Fifth, there will likely be stress in any job change; make sure you look at your steady-state stress level versus the "learning curve" stress level.
When faced with your next career decision, follow these five steps to assess your impact of stress and help you decide on your career choice course of action:
- Ask a lot of questions about the job and the degree of relationship, personal and work stress entailed in the job.
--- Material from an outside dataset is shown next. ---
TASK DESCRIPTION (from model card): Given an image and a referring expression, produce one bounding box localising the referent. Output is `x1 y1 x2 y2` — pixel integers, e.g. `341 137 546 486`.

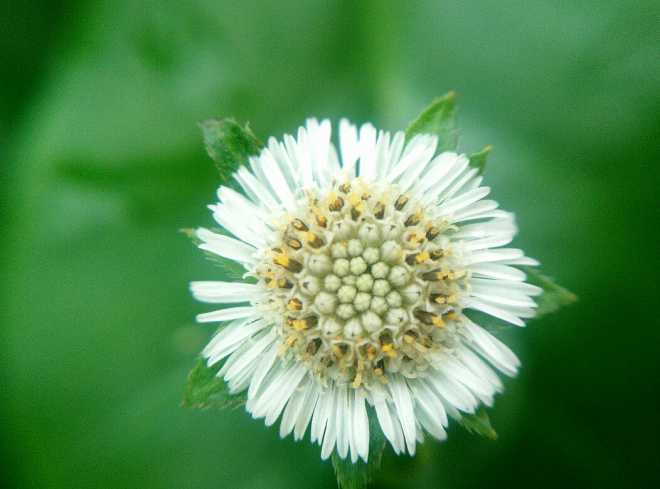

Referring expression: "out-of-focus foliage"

Seek out others who may have done the job before or others who have some inside perspective.
- Look at the job responsibilities (both stated and those you derive through interviews) and determine how much stress each of the responsibilities will create for you. Decide on a 1-3 work stress value.
- Write down the personal activities and goals you have (i.e. exercise 4x/week, sleep at least 7 hours a night) and determine how the career choice would impact each of the activities and goals. Decide on a 1-3 personal stress value.
- Openly discuss with your friends and loved ones what the career choice would mean in terms of impact to relationship time (i.e. not being home for dinner, availability to help with homework) and ask them to decide on a 1-3 relationship stress value.
- Derive the increase/decrease in stress for each of the three stress types.
- Decide how you're going to factor the impact of stress into your overall decision.
Remember, the real benefit in utilizing the impact of stress methodology is in the discovery process you'll go through to understand relationship, personal, and work stress drivers for different career choices. Be real with yourself as to how a career choice will affect you and those you love.